Dangerous pranksters are tapping into home security cameras and similar smart-home devices to watch the results of "swatting" attacks, the FBI warned in a public service announcement (opens in new tab) last week.
"The offenders use stolen email passwords to log into the smart device and hijack features, including the live-stream camera and device speakers," the FBI announcement said.
- The best home security cameras
- Millions of security cameras at risk of being hacked: What to do
- Latest: Adobe Flash is officially dead — what to do now
The FBI wasn't clear whether the intruders were using the cameras to call police, a capability that some home security cameras have, or just using the cameras to watch what happened after 911 calls are placed by telephone.
The perpetrators "then call emergency services to report a crime at the victims' residence," the FBI added.
"As law enforcement responds to the residence, the offender watches the live stream footage and engages with the responding police through the camera and speakers. In some cases, the offender also live streams the incident on shared online community platforms."
How to protect your security camera
Almost all security-camera "hacks" are the result of camera owners reusing passwords for other accounts or using weak passwords that were easy to guess. The FBI confirmed that this is the primary reason for these new incidents.
The best way to avoid becoming a victim of this new twist is to make sure you have a strong, unique password for the account connected to your security camera, video doorbell, baby monitor or other internet-connected fixed camera. One of the best password managers will go a long way toward keeping your passwords straight.

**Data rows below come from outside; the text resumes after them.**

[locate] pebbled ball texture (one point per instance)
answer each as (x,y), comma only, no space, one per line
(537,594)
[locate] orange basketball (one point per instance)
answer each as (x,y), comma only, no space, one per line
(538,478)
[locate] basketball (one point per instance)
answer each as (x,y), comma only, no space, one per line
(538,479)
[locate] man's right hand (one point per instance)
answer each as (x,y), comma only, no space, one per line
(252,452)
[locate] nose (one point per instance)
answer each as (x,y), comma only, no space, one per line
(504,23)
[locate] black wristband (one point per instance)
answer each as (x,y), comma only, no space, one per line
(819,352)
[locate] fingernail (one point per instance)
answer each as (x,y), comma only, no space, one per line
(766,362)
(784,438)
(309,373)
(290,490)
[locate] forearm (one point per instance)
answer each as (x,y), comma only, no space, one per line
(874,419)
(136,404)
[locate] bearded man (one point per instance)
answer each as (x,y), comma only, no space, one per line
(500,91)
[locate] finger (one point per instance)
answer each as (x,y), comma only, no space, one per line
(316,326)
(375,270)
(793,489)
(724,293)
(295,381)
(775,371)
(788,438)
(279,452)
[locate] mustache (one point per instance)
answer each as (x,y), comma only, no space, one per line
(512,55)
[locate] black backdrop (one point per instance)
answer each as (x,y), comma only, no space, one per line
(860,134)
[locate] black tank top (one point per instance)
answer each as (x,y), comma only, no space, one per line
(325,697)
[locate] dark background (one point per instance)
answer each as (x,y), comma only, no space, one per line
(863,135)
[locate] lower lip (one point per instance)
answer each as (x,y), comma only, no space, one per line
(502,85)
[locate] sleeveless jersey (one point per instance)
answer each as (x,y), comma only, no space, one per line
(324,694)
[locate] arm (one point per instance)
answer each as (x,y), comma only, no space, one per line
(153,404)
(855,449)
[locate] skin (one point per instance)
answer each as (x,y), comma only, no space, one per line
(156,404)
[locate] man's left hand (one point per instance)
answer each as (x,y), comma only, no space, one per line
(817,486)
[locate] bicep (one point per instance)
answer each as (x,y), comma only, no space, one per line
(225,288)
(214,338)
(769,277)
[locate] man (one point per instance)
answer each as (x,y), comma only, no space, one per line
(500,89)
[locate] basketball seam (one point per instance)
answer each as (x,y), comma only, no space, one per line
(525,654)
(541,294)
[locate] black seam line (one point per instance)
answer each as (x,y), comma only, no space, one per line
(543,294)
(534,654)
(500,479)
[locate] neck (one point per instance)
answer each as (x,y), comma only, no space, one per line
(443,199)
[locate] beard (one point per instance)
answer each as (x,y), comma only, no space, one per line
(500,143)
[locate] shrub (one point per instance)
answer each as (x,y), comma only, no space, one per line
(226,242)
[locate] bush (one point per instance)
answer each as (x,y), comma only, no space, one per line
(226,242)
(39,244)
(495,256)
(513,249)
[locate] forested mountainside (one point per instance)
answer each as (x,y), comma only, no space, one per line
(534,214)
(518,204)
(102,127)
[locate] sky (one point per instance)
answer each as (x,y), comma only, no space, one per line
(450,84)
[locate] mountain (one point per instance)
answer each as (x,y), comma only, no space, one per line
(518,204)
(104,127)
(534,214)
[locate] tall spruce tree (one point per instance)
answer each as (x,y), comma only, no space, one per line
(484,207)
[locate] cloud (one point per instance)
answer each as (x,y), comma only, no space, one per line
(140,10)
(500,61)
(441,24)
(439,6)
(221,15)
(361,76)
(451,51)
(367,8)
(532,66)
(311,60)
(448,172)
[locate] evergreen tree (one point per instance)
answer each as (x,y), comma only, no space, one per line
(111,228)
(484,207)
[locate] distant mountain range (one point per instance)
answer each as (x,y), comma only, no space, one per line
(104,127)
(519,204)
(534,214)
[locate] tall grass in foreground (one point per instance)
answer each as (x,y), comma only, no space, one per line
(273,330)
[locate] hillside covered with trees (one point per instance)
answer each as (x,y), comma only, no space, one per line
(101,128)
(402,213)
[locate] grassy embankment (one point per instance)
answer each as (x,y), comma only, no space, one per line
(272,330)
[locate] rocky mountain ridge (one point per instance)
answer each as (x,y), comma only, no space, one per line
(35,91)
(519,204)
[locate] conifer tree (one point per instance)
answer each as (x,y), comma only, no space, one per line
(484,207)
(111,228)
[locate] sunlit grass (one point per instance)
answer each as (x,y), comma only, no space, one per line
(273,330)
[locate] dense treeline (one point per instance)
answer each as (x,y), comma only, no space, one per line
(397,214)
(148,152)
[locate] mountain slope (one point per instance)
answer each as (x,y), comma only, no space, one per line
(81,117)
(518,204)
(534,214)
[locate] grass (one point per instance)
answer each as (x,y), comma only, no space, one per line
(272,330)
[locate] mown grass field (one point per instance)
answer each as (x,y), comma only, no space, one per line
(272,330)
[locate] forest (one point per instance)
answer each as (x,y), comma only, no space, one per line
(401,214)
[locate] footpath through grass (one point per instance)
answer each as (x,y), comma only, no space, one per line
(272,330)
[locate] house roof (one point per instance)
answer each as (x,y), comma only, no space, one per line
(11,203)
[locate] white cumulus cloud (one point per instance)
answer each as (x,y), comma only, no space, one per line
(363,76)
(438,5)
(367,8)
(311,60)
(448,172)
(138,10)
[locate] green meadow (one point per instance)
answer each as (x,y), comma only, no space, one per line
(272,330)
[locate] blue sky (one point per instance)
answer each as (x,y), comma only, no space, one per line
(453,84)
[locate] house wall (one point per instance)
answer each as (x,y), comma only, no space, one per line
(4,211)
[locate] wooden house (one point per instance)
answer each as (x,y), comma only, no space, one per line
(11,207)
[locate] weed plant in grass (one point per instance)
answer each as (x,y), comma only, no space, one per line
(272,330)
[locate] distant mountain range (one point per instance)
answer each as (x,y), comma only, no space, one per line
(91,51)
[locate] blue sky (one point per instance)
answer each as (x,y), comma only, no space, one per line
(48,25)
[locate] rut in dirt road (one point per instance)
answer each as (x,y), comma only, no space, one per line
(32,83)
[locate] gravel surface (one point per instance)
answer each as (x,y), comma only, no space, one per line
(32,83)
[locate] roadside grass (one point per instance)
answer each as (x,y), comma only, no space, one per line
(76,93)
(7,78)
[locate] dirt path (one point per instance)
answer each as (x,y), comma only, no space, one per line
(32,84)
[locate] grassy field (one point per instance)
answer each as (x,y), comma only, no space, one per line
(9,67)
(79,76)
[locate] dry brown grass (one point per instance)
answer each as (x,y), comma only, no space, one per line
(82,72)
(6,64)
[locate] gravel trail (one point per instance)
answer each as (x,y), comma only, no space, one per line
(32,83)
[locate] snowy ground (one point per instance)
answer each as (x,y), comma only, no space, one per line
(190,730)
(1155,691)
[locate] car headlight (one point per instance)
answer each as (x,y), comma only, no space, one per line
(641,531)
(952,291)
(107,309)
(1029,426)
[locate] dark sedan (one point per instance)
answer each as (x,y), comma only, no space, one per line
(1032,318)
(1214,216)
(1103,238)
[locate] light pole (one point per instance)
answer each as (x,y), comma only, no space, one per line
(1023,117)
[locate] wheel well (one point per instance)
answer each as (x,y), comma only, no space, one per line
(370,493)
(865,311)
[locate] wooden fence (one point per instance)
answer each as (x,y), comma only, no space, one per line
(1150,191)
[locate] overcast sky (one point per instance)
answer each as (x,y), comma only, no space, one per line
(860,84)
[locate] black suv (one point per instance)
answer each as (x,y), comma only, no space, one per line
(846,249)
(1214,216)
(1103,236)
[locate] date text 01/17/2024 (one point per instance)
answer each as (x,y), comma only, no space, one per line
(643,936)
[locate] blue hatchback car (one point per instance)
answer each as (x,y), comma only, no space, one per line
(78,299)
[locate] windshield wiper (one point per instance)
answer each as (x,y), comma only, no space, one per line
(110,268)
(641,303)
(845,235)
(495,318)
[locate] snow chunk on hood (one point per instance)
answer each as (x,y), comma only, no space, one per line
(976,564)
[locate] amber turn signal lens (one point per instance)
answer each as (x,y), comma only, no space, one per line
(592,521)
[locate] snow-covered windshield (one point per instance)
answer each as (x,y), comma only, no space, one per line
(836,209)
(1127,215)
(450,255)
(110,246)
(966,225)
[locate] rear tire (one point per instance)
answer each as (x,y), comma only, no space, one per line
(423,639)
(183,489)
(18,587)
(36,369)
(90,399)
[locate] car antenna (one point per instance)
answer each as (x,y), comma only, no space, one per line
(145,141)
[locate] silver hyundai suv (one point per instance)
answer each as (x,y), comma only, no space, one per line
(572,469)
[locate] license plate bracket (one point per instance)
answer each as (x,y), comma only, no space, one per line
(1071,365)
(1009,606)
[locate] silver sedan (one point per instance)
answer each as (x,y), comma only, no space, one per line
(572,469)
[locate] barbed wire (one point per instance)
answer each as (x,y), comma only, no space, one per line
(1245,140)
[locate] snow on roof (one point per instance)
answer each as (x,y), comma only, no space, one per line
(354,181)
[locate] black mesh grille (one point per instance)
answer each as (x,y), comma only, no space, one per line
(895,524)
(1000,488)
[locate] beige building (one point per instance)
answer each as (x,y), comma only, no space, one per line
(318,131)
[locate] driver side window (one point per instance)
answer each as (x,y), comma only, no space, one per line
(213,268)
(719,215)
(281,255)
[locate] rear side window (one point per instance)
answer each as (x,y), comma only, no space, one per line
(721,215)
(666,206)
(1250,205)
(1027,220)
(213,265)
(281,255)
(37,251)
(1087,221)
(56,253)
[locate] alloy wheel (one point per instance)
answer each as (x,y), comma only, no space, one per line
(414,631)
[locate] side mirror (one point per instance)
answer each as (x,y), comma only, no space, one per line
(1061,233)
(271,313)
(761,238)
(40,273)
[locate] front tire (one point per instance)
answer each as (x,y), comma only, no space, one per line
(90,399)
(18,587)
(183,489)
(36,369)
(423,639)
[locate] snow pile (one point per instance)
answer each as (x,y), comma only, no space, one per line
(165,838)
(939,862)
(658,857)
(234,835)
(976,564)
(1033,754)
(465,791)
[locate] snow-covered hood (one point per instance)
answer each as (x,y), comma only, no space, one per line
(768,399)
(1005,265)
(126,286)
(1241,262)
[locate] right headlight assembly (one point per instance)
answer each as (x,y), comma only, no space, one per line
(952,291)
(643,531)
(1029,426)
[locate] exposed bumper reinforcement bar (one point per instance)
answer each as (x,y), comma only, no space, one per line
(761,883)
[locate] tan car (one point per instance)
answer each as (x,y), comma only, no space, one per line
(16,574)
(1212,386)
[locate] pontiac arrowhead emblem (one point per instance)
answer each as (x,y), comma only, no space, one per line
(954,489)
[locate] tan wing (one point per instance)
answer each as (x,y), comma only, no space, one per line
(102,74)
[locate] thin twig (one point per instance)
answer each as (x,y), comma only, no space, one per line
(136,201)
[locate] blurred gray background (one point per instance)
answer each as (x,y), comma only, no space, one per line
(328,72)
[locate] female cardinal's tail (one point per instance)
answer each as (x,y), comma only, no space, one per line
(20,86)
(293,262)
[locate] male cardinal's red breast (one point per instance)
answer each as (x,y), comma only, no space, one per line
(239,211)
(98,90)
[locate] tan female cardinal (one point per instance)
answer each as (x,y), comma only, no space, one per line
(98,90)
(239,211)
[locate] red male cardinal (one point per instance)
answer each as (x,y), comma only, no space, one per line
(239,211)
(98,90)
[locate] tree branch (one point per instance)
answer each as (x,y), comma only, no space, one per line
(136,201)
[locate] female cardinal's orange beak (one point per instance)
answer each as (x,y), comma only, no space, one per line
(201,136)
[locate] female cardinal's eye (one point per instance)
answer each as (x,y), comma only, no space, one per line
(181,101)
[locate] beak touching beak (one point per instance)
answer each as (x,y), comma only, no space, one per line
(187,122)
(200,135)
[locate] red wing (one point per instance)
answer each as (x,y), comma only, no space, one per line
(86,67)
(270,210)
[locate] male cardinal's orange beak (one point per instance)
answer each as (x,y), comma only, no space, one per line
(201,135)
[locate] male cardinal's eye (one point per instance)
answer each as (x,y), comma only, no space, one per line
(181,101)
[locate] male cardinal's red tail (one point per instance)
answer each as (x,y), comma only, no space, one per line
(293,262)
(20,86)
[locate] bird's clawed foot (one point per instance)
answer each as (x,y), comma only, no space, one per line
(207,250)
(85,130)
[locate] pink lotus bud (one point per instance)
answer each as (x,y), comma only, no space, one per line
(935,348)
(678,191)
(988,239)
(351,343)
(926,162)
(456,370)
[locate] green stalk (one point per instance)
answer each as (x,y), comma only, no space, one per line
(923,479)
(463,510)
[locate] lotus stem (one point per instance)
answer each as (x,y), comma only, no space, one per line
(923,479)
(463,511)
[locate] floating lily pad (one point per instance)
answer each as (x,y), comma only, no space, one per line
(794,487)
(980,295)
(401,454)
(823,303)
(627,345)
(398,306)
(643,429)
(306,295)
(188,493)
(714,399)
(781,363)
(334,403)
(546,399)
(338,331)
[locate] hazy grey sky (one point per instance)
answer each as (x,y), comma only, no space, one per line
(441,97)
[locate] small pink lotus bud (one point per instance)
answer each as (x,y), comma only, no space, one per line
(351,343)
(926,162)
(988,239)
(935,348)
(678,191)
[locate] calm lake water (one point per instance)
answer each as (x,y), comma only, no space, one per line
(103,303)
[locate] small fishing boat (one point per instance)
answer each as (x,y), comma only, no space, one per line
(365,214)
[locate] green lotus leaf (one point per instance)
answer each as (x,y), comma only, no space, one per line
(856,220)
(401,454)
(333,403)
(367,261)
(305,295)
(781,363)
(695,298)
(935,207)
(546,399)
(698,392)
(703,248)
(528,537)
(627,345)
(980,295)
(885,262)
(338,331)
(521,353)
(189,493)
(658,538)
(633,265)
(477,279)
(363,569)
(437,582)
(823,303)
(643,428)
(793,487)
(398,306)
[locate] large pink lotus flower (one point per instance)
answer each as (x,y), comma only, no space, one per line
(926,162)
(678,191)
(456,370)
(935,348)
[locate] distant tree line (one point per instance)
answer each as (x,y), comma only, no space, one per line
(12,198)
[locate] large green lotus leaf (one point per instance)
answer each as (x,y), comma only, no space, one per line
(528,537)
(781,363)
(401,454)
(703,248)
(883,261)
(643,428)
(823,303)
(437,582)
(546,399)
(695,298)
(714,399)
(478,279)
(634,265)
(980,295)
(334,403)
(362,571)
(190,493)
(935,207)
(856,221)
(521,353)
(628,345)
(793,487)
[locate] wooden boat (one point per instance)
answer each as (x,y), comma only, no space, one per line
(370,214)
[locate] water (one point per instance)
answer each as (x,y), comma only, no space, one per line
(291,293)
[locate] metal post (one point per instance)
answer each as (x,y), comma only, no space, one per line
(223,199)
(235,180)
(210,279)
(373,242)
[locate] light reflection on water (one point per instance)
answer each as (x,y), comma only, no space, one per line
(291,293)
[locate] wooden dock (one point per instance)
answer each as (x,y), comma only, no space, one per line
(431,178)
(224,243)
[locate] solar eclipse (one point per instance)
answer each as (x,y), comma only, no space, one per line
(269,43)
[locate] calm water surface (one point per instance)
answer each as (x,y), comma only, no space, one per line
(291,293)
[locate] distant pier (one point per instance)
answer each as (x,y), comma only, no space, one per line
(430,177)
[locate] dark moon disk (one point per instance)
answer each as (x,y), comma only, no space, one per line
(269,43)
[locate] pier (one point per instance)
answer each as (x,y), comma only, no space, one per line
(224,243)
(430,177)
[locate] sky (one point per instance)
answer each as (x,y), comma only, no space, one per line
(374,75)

The FBI also recommended that security-camera owners use two-factor authentication (2FA) on their accounts so that the cameras can't be hijacked even if an intruder gets the password. Ring and Nest are among the security-camera and video-doorbell providers that offer 2FA.
What is 'swatting'?
"Swatting" is the term for reporting a bogus hostage situation or other potentially violent incident at someone else's house, with the result that heavily armed police officers — in other words, a SWAT team — show up prepared for a shootout. The prankster often uses telephone-number "spoofing" software to make it seem like emergency calls are coming from the victim's phone.
Online gamers and other knuckleheads have been using swatting to harass people for many years, but this is the first time that we've heard of smart-home devices being used to view the aftermath.
In most swatting cases, no one gets hurt. But in 2017, a Kansas man was killed by police as the result of swatting that stemmed from an argument between three online game players whom the victim didn't know.
Two years earlier, an Oklahoma police officer was shot and wounded by a home's resident after another man posed as the resident and made bomb threats.